A ton of windows Vista issues especially the UAC stuff was sloppy programming by 3rd party developers who never learned or cared.
 
What a stupid reason. They skipped 9 so they can call Windows "OS10" and start naming every service packs after stupid animals.

OS10.1 Chinchilla
 
What a stupid reason. They skipped 9 so they can call Windows "OS10" and start naming every service packs after stupid animals.

OS10.1 Chinchilla

Are you calling chinichilla's stupid? Cute little guys, they are.

They should use big cats for the code names. :D
 
I don't think this is the reason. If MS wanted it to be Windows 9, they would have just made the version identifier different.

This. Just because it says Windows 9 on the box doesn't mean they can't code around it on the back end. I don't believe it for a second.
 
Wouldn't it be better to look at the Kernel version to determine operating system?
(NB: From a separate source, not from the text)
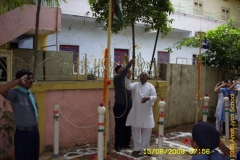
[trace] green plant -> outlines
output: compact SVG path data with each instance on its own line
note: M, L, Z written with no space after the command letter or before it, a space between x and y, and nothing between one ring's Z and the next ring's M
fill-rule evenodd
M0 135L3 142L3 148L0 148L0 157L11 159L8 151L13 147L14 118L13 112L8 110L10 103L7 99L0 107Z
Better? lol do you know anything about coders, there are hundreds of great advancements in windows that go completely unappreciated because of lazy coders. MS learned a huge lesson in the shift from xp to vista about how, it simple doesn't matter who is right or wrong the consumers will always blame it on the OS. Even though almost all the instability in vista was caused by crappy coders who were given access to the OS and allowed to build drivers up to a year ahead of time and didn't bother to do anything or make sure it was stable. In the end everyone says vista is instable.
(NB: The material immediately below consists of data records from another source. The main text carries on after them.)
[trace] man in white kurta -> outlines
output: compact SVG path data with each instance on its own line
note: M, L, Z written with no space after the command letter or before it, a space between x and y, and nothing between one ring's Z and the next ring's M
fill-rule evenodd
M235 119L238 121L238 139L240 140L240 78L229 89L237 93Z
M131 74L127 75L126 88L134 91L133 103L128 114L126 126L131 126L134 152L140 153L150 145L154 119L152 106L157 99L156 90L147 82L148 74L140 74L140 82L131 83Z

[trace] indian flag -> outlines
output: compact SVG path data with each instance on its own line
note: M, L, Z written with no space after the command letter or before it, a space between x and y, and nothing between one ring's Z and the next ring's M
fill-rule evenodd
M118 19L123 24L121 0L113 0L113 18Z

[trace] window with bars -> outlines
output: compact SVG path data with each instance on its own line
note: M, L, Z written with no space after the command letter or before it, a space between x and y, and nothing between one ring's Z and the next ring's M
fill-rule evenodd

Many things such as DPI scaling will remain broken forever because coders wouldn't update for a new implementation.

Given that MS largest advantage in the desktop is its software library they definitely do not want to ruffle any feathers on that front.
 
Also just so people think about it any decision made didn't have to come down to one reason. People seem to always think that for some reason. They might have said look 9 is unlucky in Japan, 9 will cause all these problems with crappy software, or any other number of reasons and said well all that stuff adds up and its just worth skipping but not any single one reason has to be the sufficient in itself.
 
Here's stills from the branding meeting:

Lorenzo%20Santi%27s%20photo.jpg
 
I don't think this is the reason. If MS wanted it to be Windows 9, they would have just made the version identifier different.

As it's been proven in the thread, not everyone checks that way.

if (MajorVersion >= 5 && MinorVersion >= 1)

That was a somewhat common way that people checked versions in the XP days. It caused a lot of programs and drivers to bomb out in Vista. Remember the compatibility packs they used to provide on patch tuesdays? It was to update a list of programs that checked the version like that, so windows could feed it a false number so it will work.

And just like UAC, most people blamed Microsoft for the compatibility issues, not the developer.
 
I have always said that Microsoft should have followed the Fibonacci sequence for naming Windows.